Crypto groups hit out at BoE plan to limit stablecoin ownership https://t.co/7mXIbLepF3
— Finance News (@ftfinancenews) September 15, 2025
Industry calls limits unworkable and anti-competitive
The plan has drawn sharp criticism from crypto exchanges and trade bodies. Coinbase vice president of international policy Tom Duff Gordon said the restrictions would be “bad for UK savers, bad for the City and bad for sterling,” adding that no other major jurisdiction has imposed such limits.
Simon Jennings, executive director of the UK Cryptoasset Business Council, said the proposed rules would be difficult to enforce since issuers cannot track individual token holders in real time. Enforcing limits would require costly systems such as digital IDs or constant wallet coordination, he noted.
Industry executives also warned the caps would undermine stablecoins’ potential to make cross-border payments faster and cheaper, limiting innovation in the UK’s fintech sector.
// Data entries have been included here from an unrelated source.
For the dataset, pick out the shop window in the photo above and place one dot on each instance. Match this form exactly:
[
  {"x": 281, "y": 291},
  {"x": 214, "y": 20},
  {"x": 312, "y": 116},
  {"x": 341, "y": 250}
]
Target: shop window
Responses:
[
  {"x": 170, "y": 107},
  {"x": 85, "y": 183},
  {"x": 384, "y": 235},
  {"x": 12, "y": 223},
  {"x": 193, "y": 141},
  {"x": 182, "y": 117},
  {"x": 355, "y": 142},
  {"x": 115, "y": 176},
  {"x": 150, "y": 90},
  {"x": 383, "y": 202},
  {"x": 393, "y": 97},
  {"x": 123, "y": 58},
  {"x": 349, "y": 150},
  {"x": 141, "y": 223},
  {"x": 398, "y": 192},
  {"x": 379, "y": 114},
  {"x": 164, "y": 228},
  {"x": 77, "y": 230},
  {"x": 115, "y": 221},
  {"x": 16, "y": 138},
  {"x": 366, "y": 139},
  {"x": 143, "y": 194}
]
Regulatory tensions and global race
The debate adds to friction between the BoE and the Treasury, which has pledged to support blockchain innovation. Chancellor Rachel Reeves has emphasized stablecoins and tokenized securities as priorities for digital finance.
While the BoE said the caps may be transitional, critics argue the UK risks falling behind the US, where Congress recently approved legislation embedding stablecoins into the financial system.
With the global stablecoin market now valued at $288 billion and forecast to reach $2 trillion in the coming years, crypto advocates argue Britain must adopt a more competitive framework to maintain its place as a global financial hub.